Единственное, что в этой бесконечной процедуре развлекало Эрагона, это как бесконечные посетители реагировали на двух ургалов, возвышавшихся позади трона Насуады. Кое-кто делал вид, что не замечает рогатых великанов — хотя, судя по суетливости движений и пронзительности голоса, становилось ясно, что эти существа до ужаса их нервируют; другие бросали на ургалов гневные взгляды и не выпускали из рук меч или кинжал; третьи же, проявляя ненужную браваду, изображали из себя храбрецов и силачей, но на фоне ургалов все же казались жалкими пигмеями. Лишь очень немногих действительно ничуть не тревожило присутствие «рогачей». Самой спокойной была, разумеется, Насуада, но почти так же вели себя и король Оррин, и Трианна, и какой-то граф, который еще мальчишкой стал свидетелем того, как Морзан и его дракон опустошили целый город.

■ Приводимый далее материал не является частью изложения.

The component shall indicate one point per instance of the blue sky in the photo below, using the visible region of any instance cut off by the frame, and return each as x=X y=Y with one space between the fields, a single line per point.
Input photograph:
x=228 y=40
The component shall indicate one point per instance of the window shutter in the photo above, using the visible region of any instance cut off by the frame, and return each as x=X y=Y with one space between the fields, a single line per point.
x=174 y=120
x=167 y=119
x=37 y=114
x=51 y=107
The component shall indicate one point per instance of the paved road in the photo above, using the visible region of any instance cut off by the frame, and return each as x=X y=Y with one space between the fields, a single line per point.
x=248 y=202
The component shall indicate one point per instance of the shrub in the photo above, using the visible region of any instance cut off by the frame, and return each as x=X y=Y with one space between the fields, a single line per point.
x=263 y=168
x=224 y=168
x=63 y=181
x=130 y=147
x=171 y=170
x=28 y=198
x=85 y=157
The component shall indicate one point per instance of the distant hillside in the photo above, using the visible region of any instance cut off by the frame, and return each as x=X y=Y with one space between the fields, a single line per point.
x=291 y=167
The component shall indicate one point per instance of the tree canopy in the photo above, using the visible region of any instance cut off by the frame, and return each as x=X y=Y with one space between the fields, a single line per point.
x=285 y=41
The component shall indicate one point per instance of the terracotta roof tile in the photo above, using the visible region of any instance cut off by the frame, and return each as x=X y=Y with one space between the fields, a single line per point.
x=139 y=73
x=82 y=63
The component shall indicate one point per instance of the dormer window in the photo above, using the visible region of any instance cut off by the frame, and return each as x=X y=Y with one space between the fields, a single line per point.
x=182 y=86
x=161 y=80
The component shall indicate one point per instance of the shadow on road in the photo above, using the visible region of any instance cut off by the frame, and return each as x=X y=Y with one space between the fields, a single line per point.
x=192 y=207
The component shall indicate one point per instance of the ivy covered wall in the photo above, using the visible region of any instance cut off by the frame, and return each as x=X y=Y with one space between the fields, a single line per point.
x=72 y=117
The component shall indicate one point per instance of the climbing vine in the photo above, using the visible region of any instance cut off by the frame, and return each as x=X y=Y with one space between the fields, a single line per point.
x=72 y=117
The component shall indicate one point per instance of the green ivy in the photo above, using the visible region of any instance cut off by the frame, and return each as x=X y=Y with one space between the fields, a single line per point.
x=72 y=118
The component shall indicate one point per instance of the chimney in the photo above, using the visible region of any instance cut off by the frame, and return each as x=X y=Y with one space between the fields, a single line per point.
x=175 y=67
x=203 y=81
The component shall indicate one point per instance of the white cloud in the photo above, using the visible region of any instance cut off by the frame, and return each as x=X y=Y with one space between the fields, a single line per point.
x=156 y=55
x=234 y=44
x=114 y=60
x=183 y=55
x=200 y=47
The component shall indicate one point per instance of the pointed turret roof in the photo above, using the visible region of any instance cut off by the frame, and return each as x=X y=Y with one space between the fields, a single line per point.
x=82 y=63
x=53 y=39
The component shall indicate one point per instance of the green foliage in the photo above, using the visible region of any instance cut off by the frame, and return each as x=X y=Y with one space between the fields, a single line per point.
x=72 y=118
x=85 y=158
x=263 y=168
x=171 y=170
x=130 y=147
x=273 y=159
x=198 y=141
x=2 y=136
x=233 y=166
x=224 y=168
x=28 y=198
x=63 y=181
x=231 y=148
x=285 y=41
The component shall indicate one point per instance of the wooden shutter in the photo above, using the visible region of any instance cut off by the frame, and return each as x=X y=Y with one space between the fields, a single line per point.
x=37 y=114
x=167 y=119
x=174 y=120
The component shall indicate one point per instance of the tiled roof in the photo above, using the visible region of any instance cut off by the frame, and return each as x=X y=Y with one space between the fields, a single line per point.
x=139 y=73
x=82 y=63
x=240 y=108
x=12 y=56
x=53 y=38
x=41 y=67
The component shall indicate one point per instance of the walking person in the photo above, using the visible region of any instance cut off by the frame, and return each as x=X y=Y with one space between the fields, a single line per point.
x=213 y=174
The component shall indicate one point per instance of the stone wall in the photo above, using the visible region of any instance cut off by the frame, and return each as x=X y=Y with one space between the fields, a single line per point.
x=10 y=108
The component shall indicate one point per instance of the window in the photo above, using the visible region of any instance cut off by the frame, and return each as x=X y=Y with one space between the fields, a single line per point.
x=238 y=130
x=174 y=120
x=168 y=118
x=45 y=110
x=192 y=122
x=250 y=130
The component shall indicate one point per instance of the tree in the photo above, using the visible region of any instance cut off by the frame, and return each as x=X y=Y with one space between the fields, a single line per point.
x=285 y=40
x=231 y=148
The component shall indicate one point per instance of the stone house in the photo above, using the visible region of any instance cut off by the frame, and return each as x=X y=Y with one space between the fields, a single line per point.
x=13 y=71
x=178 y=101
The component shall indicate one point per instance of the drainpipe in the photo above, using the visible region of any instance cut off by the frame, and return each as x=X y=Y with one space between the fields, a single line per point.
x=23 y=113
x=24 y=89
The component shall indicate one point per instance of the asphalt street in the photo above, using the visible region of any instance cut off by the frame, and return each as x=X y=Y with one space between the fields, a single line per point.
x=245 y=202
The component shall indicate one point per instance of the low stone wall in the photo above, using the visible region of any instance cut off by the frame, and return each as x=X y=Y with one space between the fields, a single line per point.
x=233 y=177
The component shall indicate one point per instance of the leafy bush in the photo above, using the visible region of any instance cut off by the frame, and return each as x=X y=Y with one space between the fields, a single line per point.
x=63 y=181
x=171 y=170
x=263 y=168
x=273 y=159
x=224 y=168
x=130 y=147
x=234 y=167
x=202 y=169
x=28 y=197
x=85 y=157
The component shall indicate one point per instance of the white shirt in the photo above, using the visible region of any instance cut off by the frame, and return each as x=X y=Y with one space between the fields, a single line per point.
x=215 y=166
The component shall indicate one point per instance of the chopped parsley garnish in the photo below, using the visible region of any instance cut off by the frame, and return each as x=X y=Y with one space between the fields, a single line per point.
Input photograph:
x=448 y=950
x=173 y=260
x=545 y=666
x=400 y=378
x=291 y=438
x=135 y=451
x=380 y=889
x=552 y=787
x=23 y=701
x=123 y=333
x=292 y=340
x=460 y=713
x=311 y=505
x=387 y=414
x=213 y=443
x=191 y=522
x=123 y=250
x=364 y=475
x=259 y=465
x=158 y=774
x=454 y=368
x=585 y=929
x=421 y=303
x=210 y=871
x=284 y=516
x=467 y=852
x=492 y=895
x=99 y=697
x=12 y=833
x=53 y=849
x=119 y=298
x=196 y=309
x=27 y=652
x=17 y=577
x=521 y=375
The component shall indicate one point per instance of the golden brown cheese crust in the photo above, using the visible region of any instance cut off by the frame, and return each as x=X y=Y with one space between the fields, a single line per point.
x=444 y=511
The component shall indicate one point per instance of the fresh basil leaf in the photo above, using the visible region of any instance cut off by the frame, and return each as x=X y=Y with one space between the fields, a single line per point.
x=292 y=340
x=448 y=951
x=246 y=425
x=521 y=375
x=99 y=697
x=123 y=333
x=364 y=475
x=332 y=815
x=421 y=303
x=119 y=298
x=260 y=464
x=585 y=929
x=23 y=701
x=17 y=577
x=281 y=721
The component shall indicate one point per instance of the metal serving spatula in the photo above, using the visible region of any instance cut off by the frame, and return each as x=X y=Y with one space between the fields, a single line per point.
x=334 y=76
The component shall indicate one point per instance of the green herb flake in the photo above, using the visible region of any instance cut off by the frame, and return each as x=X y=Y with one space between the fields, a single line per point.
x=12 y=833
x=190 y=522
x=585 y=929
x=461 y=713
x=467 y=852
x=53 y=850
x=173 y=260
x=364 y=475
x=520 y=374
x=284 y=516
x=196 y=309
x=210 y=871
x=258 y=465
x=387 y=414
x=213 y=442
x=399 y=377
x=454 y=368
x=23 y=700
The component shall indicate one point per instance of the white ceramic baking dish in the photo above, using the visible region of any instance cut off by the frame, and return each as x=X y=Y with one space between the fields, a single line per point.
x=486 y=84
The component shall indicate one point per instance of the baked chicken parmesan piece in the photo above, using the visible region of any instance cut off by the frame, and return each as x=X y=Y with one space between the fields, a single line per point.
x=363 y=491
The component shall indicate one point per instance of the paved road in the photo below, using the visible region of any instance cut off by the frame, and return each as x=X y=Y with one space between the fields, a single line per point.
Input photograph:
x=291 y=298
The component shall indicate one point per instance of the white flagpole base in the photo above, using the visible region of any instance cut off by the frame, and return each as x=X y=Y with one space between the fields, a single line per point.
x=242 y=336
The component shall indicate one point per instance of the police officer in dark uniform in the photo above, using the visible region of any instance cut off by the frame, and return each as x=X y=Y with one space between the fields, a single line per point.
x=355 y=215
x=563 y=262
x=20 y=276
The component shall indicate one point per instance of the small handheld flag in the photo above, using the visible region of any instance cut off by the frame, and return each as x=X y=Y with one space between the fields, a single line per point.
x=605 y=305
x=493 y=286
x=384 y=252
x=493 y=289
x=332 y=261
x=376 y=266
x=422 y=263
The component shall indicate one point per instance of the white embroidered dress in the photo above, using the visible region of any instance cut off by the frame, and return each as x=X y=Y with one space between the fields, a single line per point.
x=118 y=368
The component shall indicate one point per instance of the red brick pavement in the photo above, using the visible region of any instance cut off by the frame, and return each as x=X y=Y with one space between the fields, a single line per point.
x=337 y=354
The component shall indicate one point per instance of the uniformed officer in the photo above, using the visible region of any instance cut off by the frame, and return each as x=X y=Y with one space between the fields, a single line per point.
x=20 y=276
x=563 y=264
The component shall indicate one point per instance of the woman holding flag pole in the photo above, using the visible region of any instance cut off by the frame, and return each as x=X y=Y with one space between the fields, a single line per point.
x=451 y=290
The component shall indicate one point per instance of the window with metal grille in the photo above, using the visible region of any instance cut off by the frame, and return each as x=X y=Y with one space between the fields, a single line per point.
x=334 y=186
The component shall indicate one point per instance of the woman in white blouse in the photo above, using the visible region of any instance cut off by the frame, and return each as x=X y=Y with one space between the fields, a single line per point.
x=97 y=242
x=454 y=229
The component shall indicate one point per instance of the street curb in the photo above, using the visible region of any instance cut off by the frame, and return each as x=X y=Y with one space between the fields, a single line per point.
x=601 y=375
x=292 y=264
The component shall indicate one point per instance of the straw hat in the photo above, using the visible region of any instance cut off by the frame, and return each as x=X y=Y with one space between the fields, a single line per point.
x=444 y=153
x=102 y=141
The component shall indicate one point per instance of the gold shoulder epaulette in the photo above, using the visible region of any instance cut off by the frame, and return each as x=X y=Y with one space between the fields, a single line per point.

Когда Эрагон почувствовал, что более не в силах выносить бесконечный поток посетителей и эту неумолчную бессмысленную болтовню, Сапфира раздула грудь и издала негромкое певучее рычание, такое густое, что задрожало зеркало на своей подставке. В шатре сразу стало тихо, как в гробнице. Рычание Сапфиры было не то чтобы уж очень угрожающим, однако оно привлекло всеобщее внимание, и всем стало ясно, что официальная процедура несколько затянулась и терпению дракона пришел конец. Никому из гостей почему-то не захотелось испытывать это терпение, и они, принося поспешные извинения, подхватили свои вещички и заторопились к выходу. А когда Сапфира слегка постучала когтями по земляному полу, выражая этим свое нетерпение, последних посетителей будто ветром сдуло.